November 27th, 2015

OooWeeOoo

In response:

Thanks, Shawn, for a great discussion. It was very illuminating.

Yeah, if we could lose the Darth Vader audio mode, it would help. It's interesting, though, how much of a tradition bad audio is in the US. When I was four (in the fifties), my mom gave me money to treat my cousins to ice cream at the Sonic drive-in near their house. My uncle had to repeat our order about three times because the shitty audio over the three-inch speaker was unintelligible. A week ago, nearly sixty years later, I stopped at a Sonic for a Egg-A-Muffin wannabe and had to repeat my order no less than three times because the shitty audio over the three-inch speaker was unintelligible.

When Buddy Holly and The Crickets played Clovis High School in 1957, the sound over the gymnasium PA sucked mightily. When I saw The Dead Weather at the Sunshine Theater last year, I finally left because the sound sucked so mightily that I couldn't hear the band.

For some reason audio only gets worse. Art Bell used to hang up on people who called on cell phones because the audio was so poor. Now you can't talk to anyone who isn't calling on a shitty cell channel.

Anyway, yeah, the gurgling of Vader's last dying breath's is a bit distracting.
OooWeeOoo

Some damned fool asked . . .

. . . if really smart people play dumb sometimes to avoid attracting attention.

A: Smart people don't play dumb.  They simply don't show up on anyone's radar.  They are the people behind the scenes whose names you never hear and whose faces you never see.

This is filler to make my answer longer because everyone knows that a short answer cannot be a helpful answer:

There was a famous interview of Anwar Sadat by Barbara Walters in which she presented him with a question that no one could remember, much less answer.  It must have taken her two full minutes to set up and pose this long, long, convoluted, multiple-choice question to which Sadat replied, "No."  Not helpful at all, unless you consider it an answer in the sense of a response to the question rather than a solution to some sort of quiz or something.

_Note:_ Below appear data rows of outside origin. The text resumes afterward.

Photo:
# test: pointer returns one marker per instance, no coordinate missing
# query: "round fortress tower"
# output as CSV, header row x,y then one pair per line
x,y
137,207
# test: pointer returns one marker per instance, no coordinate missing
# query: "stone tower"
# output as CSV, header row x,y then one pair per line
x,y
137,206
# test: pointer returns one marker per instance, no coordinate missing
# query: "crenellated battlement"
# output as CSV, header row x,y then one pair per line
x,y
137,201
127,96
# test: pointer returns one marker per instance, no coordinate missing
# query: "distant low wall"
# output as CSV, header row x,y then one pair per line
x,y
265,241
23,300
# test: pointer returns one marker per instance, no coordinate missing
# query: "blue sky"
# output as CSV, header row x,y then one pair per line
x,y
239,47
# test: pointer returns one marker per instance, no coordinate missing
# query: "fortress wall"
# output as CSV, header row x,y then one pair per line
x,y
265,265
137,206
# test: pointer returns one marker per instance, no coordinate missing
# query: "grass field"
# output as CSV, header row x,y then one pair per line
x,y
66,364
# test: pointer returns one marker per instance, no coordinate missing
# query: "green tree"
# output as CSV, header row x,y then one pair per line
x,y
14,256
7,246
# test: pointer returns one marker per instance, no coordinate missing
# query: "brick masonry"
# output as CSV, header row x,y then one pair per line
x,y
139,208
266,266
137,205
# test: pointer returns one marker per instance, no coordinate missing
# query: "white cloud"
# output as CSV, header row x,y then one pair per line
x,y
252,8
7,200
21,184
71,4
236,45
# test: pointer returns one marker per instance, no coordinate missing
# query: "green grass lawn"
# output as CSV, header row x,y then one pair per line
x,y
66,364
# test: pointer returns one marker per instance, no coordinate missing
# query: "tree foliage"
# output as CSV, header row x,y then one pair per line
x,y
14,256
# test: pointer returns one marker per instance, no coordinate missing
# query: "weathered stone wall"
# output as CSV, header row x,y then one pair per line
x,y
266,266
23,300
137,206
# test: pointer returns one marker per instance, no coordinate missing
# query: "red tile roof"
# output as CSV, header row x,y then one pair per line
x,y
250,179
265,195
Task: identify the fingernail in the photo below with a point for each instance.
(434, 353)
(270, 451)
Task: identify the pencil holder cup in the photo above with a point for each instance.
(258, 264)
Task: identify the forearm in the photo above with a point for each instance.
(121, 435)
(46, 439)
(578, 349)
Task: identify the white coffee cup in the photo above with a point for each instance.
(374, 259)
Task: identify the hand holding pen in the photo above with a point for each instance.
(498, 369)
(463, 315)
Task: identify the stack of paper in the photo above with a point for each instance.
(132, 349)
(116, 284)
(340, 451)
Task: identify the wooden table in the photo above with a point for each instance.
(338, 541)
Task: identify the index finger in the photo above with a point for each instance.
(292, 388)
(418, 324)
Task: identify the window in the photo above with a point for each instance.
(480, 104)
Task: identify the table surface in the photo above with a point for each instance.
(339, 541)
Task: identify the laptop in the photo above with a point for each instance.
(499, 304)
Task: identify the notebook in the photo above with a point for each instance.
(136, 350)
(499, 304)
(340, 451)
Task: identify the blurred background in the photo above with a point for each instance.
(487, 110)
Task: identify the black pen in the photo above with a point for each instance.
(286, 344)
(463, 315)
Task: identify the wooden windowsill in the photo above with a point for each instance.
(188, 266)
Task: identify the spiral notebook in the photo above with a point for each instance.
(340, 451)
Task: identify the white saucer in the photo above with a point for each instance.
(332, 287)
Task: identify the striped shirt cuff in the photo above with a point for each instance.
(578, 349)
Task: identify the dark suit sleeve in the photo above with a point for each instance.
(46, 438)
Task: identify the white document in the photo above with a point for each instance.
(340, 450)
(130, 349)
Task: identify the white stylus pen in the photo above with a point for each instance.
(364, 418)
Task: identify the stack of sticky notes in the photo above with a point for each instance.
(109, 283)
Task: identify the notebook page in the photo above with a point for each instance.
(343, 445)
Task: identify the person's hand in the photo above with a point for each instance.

Some questions warrant more of a response than an answer.  Some warrant a response instead of an answer.  Some warrant neither.  If you don't get a four-page essay in answer to your question, maybe it didn't warrant it.  Maybe it's not so much the quality of the response as the quality of the question.  Maybe you asked a dumb question (and, yes, Virginia, there is such a thing).